Jak przypomina "Na żywo", młody gwiazdor kilka lat temu otrzymał w prezencie od ojca mieszkanie w Łodzi. Reżyser dostał je od Ministerstwa Kultury za najlepszy film dyplomowy.
W 2006 roku Misiek postanowił sprzedać mieszkanie starszemu małżeństwu i przeprowadzić się do stolicy. Od przyszłych kupców po podpisaniu umowy pobrał zaliczkę - 10 tys. zł. Jak się jednak okazało, mieszkanie było spółdzielcze, a w dodatku zadłużone! Koterski zaproponował, że odda 20 tys. zł, ale pieniądze nie zostały przyjęte.

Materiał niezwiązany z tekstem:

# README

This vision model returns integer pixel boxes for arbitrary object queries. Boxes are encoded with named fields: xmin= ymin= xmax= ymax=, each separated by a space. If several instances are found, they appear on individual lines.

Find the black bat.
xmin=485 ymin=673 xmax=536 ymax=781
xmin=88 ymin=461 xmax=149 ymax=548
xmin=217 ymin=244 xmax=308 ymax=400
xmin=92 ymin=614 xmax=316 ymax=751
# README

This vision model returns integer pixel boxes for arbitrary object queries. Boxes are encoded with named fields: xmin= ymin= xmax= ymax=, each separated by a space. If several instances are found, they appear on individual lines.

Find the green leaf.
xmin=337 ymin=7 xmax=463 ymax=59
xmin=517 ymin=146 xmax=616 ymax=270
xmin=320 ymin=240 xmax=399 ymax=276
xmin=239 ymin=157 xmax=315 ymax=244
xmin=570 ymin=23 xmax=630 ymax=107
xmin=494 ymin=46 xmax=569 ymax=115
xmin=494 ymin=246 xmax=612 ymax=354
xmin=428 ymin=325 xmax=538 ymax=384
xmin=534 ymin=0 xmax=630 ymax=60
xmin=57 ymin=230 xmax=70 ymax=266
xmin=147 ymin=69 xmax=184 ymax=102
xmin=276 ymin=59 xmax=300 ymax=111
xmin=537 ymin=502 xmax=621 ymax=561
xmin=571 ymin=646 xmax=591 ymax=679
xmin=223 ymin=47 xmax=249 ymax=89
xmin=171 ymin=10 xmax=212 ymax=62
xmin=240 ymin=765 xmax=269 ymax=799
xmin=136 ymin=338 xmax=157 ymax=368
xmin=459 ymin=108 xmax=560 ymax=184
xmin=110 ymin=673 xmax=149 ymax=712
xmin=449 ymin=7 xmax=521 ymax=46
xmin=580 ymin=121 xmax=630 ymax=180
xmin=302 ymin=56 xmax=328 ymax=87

Sprawa trafiła do sądu, Koterski skazany został na siedem miesięcy w zawieszeniu na dwa lata.
Teraz sprawa odżyła - kupcy, którzy są właścicielami kilku łódzkich nieruchomości, oskarżają Koterskiego o "straty w biznesie" i żądają odszkodowania w wysokości 100 tys. zł. Młody showman nie ma zamiaru płacić i zapowiada skierowanie sprawy do sądu.
Pomagać mu będzie nowa dziewczyna, pochodząca z adwokackiej rodziny studentka prawa.